SRINAGAR, India (Reuters) - A veteran separatist politician in Indian Kashmir quit his hardline faction within an umbrella alliance of secessionists on Monday, saying it had failed to counter New Delhi’s efforts to tighten its grip on the disputed region.
The decision of Syed Ali Shah Geelani, 90, could further weaken the separatist cause after India last August scrapped a decades-old constitutional provision giving Jammu and Kashmir state special rights.
Geelani, who has been under house arrest in the region’s largest city Srinagar for several years, accused the faction he led within the umbrella Hurriyat Conference, of inaction over New Delhi’s move in a two-page letter and short audio message.

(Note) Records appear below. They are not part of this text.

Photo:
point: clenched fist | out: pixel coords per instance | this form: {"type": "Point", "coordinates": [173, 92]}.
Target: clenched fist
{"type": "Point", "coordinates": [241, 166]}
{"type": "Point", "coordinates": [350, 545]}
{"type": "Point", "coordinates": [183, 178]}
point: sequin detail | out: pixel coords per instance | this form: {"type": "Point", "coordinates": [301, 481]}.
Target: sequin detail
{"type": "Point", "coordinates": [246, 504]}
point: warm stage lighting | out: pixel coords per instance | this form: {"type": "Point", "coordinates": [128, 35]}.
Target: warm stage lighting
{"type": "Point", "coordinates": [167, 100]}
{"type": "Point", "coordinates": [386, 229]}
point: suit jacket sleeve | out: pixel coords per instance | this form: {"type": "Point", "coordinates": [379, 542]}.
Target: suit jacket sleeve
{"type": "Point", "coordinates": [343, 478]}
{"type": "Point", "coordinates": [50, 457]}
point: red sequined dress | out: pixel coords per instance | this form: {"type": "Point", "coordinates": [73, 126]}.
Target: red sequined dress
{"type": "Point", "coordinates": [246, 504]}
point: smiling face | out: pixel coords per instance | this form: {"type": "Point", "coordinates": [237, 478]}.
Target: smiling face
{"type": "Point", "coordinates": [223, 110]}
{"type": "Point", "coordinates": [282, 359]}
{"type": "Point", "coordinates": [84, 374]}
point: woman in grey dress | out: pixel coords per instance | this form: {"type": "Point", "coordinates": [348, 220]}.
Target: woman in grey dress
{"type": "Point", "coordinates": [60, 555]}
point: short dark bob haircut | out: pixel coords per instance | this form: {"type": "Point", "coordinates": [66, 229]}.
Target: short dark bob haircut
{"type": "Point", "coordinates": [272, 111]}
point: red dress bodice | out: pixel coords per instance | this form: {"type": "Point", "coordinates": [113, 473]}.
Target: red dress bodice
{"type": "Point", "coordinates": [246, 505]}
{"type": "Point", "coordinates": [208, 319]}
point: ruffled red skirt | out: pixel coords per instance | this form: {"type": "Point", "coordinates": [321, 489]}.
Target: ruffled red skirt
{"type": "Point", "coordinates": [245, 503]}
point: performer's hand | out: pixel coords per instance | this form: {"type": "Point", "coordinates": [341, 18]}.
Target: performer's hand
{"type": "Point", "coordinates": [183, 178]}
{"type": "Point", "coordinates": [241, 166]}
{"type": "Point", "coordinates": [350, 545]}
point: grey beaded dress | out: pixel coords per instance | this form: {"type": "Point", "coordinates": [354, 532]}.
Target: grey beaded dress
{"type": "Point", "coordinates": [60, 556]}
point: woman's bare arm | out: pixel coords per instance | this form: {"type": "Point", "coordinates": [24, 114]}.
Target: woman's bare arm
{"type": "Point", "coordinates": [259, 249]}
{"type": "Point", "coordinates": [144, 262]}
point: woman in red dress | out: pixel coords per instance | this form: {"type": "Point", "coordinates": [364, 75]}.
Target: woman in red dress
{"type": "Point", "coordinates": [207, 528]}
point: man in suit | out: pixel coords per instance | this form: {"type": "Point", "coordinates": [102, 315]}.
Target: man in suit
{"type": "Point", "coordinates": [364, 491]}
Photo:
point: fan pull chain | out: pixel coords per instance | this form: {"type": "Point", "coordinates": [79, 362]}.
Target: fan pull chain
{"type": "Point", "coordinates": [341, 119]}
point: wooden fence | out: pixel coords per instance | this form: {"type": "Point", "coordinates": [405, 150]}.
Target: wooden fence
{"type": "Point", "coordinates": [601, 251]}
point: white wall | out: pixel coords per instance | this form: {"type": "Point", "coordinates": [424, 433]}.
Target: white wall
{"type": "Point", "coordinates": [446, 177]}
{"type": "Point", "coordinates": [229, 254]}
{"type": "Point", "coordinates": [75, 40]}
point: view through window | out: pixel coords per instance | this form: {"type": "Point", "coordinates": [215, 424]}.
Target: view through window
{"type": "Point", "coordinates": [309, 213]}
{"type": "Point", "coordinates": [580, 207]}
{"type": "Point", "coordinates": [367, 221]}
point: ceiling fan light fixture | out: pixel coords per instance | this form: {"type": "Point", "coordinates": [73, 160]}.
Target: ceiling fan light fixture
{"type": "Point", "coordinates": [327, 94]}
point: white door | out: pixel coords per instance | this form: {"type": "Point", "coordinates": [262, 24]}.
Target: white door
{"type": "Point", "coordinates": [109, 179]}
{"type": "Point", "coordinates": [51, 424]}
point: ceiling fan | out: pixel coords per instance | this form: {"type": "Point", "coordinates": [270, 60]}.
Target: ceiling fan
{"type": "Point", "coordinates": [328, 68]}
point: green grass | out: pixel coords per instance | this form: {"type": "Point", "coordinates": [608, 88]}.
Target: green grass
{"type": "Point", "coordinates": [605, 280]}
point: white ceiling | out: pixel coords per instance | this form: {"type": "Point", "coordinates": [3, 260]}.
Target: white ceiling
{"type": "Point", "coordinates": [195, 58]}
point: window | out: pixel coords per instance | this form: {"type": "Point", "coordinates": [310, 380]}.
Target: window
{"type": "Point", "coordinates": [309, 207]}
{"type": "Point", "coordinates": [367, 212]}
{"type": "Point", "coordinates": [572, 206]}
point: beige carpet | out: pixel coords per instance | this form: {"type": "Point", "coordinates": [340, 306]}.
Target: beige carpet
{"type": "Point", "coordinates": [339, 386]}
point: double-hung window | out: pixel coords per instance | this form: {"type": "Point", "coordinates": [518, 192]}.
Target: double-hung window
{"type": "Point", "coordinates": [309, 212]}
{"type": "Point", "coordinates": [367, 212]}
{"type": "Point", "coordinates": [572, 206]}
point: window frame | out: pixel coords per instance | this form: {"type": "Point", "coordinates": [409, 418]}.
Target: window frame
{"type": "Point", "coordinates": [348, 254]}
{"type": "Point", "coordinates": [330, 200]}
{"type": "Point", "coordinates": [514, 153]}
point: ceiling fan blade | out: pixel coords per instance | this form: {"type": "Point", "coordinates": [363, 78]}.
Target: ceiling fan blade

“Keeping in view the present situation in Hurriyat Conference, I announce my decision to part ways with it,” he said, accusing members of the grouping of conspiring against him and saying it lacked discipline and accountability.
Hurriyat leaders from his faction were not immediately available for comment.
Hurriyat Conference was formed by various separatist groups in Kashmir in 1993 to provide a political platform for seceding from India in the wake of an armed revolt against New Delhi.
But the group split in 2003 when hardliners headed by Geelani, who advocated Kashmir’s merger with Pakistan, walked out after moderates decided to hold talks with New Delhi and formed their own faction.
Both India and arch rival Pakistan claim the Himalayan region in full, but rule in parts.
Indian Prime Minister Narendra Modi’s government said the decision last August to strip the region of its special rights and split it into two federally-administered territories was needed to better integrate it with the rest of the country.